Can humans catch rabies? First signs and how to prevent exposure to fatal virus

Rabies is a rare but very serious condition, which infects your brain and nerves, according to the NHS.

Usually spread to humans via the bite or scratch of an infected animal, most commonly a dog, rabies occurs across the world, particularly in Asia, Africa, and Central and South America.

In the UK, it’s typically found in a small number of wild bats. Though rare, it’s important to be careful as rabies is almost always fatal once symptoms start appearing.

On World Rabies Day, celebrated every year on September 28 to raise awareness about rabies prevention, here’s a look at the first signs of rabies in humans and how to prevent exposure.

Can humans catch rabies?
People usually get infected by rabies after a deep bite or scratch from animals with rabies.

While rabid dogs are the most common cause, all mammals can carry rabies.
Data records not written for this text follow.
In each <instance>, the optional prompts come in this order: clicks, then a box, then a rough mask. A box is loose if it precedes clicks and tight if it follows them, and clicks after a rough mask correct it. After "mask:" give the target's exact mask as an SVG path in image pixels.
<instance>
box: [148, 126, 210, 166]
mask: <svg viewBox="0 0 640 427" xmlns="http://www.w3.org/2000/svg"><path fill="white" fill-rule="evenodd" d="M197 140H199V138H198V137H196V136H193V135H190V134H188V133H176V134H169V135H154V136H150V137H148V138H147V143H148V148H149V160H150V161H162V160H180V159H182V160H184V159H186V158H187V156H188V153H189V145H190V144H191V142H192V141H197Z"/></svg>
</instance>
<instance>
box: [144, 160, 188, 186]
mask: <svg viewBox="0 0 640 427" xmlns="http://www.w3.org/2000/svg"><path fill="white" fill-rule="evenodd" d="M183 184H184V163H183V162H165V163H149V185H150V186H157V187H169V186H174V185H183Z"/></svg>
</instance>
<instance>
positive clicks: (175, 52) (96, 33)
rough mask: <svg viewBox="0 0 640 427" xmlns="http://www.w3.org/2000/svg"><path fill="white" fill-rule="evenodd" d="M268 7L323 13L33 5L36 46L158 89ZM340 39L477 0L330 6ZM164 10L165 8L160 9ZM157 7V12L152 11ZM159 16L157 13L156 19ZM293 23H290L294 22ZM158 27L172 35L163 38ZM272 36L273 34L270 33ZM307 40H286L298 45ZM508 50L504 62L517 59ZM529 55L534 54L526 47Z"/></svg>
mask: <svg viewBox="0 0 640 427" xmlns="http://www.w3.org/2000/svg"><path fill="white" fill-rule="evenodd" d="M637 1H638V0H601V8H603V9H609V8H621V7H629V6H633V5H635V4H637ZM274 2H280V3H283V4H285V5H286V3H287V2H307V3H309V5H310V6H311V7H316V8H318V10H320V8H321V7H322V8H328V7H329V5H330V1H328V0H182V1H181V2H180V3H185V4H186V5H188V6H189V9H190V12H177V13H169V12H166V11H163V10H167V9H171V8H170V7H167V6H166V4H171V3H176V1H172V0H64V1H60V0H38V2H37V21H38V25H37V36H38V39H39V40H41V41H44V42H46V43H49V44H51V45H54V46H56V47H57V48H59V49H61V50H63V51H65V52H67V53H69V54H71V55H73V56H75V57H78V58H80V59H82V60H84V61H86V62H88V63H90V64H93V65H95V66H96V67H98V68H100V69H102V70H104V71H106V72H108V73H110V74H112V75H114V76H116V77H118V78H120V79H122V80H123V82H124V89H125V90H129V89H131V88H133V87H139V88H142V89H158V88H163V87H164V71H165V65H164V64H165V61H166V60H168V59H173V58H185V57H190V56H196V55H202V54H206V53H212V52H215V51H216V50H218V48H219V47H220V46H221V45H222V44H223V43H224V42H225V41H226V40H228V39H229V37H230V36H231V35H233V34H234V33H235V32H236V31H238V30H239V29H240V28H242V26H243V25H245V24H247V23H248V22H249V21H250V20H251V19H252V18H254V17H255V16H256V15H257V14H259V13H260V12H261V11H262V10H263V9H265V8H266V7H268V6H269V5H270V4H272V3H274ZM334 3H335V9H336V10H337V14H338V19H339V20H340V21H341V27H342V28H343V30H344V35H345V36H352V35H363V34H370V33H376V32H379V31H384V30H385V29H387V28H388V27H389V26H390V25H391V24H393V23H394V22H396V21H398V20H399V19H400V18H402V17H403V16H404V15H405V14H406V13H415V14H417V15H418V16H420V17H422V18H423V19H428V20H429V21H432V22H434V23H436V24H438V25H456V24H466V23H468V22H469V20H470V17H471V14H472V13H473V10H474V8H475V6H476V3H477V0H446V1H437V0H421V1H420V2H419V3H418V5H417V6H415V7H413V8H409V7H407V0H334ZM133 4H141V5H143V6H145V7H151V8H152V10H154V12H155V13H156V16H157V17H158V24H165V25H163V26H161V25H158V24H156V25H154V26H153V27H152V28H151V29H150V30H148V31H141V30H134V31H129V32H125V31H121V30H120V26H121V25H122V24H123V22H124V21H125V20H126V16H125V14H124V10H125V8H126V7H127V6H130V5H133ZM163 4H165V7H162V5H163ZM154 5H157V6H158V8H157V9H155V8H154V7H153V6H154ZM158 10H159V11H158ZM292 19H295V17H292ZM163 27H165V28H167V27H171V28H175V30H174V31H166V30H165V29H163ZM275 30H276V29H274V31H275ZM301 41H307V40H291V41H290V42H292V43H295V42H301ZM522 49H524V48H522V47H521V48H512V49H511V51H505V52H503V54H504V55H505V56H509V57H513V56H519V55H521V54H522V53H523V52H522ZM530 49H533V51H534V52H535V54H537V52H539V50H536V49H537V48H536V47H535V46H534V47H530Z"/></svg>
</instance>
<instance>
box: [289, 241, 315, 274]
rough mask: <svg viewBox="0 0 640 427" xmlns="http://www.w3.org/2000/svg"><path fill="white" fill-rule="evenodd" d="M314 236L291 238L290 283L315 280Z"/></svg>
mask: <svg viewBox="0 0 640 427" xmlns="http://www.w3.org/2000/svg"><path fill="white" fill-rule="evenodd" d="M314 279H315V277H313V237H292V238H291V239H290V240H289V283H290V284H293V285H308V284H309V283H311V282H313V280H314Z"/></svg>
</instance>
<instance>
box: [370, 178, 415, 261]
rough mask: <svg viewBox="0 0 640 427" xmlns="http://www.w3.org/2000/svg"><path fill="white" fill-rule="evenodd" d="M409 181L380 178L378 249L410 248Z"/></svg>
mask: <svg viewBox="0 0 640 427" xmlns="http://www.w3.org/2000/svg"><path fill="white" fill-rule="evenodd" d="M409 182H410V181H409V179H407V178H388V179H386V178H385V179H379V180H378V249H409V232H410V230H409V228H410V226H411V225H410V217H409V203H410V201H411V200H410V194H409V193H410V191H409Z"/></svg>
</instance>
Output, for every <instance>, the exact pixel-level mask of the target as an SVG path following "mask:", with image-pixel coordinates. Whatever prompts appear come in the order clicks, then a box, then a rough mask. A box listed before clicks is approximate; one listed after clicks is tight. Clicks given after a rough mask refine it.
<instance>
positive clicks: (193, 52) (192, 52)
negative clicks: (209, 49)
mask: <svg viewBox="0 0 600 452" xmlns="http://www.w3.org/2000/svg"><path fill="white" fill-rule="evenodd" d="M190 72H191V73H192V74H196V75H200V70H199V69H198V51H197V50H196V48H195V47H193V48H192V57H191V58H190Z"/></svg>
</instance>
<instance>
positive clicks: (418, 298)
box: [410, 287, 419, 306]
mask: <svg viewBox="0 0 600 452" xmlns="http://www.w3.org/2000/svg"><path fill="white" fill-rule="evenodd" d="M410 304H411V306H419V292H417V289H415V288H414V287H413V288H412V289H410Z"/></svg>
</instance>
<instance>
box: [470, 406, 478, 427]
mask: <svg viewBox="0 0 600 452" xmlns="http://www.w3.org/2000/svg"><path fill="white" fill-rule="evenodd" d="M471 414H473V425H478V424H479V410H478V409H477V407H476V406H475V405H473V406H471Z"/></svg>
Besides dogs, animals like cats, bats, raccoons, foxes, jackals, monkeys and mongooses can carry the disease.

Transmission of rabies can also occur if saliva of infected animals comes into direct contact with human mucus, fresh skin wounds or with your eyes.
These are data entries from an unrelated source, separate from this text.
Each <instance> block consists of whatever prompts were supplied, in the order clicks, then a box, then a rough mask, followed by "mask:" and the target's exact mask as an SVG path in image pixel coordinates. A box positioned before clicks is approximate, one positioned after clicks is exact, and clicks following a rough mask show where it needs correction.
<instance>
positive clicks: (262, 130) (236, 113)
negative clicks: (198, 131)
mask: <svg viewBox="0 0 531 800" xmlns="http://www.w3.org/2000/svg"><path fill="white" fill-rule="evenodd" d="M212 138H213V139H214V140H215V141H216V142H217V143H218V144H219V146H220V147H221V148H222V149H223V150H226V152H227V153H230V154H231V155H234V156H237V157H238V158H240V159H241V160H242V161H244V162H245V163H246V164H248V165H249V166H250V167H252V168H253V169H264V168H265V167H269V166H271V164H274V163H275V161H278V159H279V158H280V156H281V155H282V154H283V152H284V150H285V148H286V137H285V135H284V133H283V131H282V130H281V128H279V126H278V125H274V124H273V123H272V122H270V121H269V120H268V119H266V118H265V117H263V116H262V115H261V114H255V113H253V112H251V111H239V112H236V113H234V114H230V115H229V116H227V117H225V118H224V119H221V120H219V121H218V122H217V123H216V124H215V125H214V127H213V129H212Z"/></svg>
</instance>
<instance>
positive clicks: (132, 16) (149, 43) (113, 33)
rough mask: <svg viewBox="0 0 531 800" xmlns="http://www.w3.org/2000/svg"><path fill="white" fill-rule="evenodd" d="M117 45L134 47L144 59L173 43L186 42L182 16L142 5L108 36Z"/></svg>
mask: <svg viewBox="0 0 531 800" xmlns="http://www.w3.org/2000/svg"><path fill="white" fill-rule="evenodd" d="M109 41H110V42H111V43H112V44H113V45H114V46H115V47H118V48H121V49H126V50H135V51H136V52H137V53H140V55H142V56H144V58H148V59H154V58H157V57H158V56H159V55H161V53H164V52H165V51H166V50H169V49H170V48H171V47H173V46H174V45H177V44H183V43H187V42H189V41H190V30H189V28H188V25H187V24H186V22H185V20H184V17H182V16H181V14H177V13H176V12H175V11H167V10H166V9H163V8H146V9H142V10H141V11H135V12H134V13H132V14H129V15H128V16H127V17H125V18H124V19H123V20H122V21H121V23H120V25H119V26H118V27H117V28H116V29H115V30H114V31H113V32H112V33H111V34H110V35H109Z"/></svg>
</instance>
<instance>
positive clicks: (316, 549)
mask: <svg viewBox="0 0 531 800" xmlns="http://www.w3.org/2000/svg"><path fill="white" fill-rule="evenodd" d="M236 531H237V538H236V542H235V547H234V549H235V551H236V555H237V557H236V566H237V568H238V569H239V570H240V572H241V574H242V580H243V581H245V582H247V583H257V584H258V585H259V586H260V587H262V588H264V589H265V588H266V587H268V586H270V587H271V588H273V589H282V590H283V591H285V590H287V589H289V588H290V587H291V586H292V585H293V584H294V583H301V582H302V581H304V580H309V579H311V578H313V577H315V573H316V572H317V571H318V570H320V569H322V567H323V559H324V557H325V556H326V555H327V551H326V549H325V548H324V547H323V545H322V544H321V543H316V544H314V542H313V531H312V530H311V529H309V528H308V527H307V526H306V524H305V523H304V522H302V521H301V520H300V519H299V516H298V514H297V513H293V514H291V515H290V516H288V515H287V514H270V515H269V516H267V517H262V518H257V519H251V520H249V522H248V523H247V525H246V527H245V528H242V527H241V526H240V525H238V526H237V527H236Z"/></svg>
Sometimes it can spread by inhaling virus-containing aerosols or through transplantation of infected organs, but this very rare.
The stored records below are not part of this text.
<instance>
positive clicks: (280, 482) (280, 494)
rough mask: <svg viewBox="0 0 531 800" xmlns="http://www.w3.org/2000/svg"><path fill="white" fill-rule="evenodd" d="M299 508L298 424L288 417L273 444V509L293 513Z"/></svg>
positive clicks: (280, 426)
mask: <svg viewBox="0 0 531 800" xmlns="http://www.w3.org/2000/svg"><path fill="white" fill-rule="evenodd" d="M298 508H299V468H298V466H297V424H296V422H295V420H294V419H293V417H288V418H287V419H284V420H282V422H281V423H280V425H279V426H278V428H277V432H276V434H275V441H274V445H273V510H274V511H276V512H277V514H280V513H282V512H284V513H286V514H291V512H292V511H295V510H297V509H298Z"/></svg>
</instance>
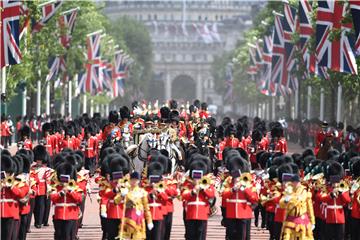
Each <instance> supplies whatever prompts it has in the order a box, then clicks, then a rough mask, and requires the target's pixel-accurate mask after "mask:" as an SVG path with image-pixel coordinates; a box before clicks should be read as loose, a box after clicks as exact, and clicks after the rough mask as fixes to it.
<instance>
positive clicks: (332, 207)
mask: <svg viewBox="0 0 360 240" xmlns="http://www.w3.org/2000/svg"><path fill="white" fill-rule="evenodd" d="M326 208H328V209H342V208H343V206H338V205H328V206H327V207H326Z"/></svg>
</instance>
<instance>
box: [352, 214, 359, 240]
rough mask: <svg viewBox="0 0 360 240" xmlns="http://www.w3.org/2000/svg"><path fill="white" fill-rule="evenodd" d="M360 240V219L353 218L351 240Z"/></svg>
mask: <svg viewBox="0 0 360 240" xmlns="http://www.w3.org/2000/svg"><path fill="white" fill-rule="evenodd" d="M359 239H360V219H358V218H351V240H359Z"/></svg>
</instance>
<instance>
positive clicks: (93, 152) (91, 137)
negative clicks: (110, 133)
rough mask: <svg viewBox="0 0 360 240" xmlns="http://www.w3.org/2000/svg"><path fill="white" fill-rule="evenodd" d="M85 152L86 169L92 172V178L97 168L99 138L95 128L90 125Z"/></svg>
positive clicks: (85, 163)
mask: <svg viewBox="0 0 360 240" xmlns="http://www.w3.org/2000/svg"><path fill="white" fill-rule="evenodd" d="M83 142H84V145H83V152H84V156H85V169H87V170H89V171H90V175H91V176H92V175H93V174H94V172H95V167H96V155H97V137H96V136H95V129H94V127H93V126H92V125H91V124H89V125H88V126H86V128H85V136H84V140H83Z"/></svg>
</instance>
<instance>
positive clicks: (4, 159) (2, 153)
mask: <svg viewBox="0 0 360 240" xmlns="http://www.w3.org/2000/svg"><path fill="white" fill-rule="evenodd" d="M16 174H17V164H16V163H15V161H14V160H13V158H12V157H11V156H10V154H6V153H5V152H2V153H1V198H0V203H1V239H6V240H11V239H17V231H18V229H16V228H17V226H16V223H15V222H16V221H19V219H20V215H19V213H20V209H19V200H20V199H22V198H24V197H25V196H26V194H28V192H29V186H28V185H26V184H24V183H23V182H21V181H18V180H16V179H15V176H16ZM14 234H15V235H14Z"/></svg>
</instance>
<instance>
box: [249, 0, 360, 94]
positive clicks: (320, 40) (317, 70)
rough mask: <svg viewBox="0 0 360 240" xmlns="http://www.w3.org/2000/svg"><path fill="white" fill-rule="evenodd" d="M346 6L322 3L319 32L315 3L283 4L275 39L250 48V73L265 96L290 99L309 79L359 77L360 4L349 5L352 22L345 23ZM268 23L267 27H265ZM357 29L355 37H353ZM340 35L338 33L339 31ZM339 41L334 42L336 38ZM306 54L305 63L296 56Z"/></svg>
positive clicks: (273, 39)
mask: <svg viewBox="0 0 360 240" xmlns="http://www.w3.org/2000/svg"><path fill="white" fill-rule="evenodd" d="M346 4H347V3H345V2H342V3H341V2H338V1H332V0H328V1H318V8H317V16H316V29H314V28H313V26H312V22H311V18H312V15H313V11H314V9H313V6H312V1H308V0H300V1H299V6H298V8H295V7H292V6H290V5H289V4H288V2H286V1H284V11H283V13H276V12H273V13H274V26H273V28H272V29H271V34H268V35H265V36H264V37H263V39H261V40H260V39H256V40H255V41H254V42H255V43H254V44H249V45H248V46H249V56H250V66H249V68H248V74H250V75H251V76H252V77H253V78H254V79H255V80H256V81H257V87H258V89H259V90H260V92H261V93H263V94H265V95H270V96H275V95H283V96H284V95H288V94H291V93H292V92H294V91H295V90H296V89H297V88H298V82H299V80H301V79H304V78H307V77H309V76H310V74H316V75H318V76H319V77H321V78H324V79H329V73H328V70H329V69H330V70H332V71H337V72H343V73H349V74H358V72H357V64H356V59H355V57H356V54H360V34H359V30H360V2H358V1H352V0H350V1H349V4H350V9H351V16H352V19H353V21H352V22H349V21H344V18H345V17H346V15H347V14H348V12H347V9H348V8H347V5H346ZM264 24H266V23H264ZM353 24H354V28H355V36H353V34H352V33H351V30H352V26H353ZM334 30H336V31H334ZM332 31H333V32H339V36H335V37H334V33H331V32H332ZM295 32H298V33H299V36H300V39H299V43H297V44H294V43H293V40H292V35H293V34H294V33H295ZM314 34H315V35H316V51H315V54H313V53H311V51H310V49H309V47H310V38H311V36H312V35H314ZM297 50H299V51H300V52H301V54H302V61H301V62H298V61H297V60H296V57H295V53H296V51H297ZM300 65H303V66H305V67H306V71H305V72H304V75H303V76H302V77H301V79H298V77H297V76H296V75H295V74H294V72H295V71H297V70H298V69H299V67H300Z"/></svg>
Rabies is not spread through unbroken skin or between people.

What are the first signs of rabies?
If it’s not treated, symptoms of rabies will start appearing within three to 12 weeks, though they may start sooner or much later as well.

First symptoms include:

  • a high temperature
  • a headache
  • feeling anxious or generally unwell
  • in some cases, discomfort at the site of the bite.

Symptoms that can start a few days after the first signs are:

  • confusion or aggressive behaviour
  • seeing or hearing things (hallucinations)
  • producing lots of saliva or frothing at the mouth
  • muscle spasms
  • difficulty swallowing and breathing
  • inability to move (paralysis).

Once symptoms start appearing, rabies is almost always fatal, and in such cases the treatment will be focused more on making the person as comfortable as possible.

How to prevent exposure to rabies
If you’re travelling to any areas in the world where rabies is a risk, then make sure you avoid contact with any animals while you’re there. Also avoid touching any dead animals.

In case you’re travelling with a child, ensure they know the dangers of rabies and teach them to tell you in case they’ve been bitten, scratched or licked by any animals. Make sure to check them over for any wounds as well.

You should also consider getting vaccinated against rabies before travelling anywhere that the disease is common, especially if you plan to stay abroad for a month or more, or plan to engage in activities that expose you to animals.

Visit a GP or travel clinic if you think you may need the vaccine.

What to do if you think you have rabies
If you’ve been bitten or scratched by an animal in an area where there is risk of rabies then:

  • immediately clean the wound with running water and soap for several minutes
  • disinfect the wound with an alcohol- or iodine-based disinfectant and apply a simple dressing, if possible
  • go to the nearest m.edical centre, hospital or GP surgery as soon as possible and explain that you have been bitten or scratched

If it’s happened while you’re abroad, don’t wait until you get home – go seek medical help immediately.

It’s important you take precautions and get yourself checked out if you’ve been bitten, even if you’ve had a vaccination.

Getting treatment for rabies just after exposure is nearly 100% effective if it’s started before any symptoms of rabies appear.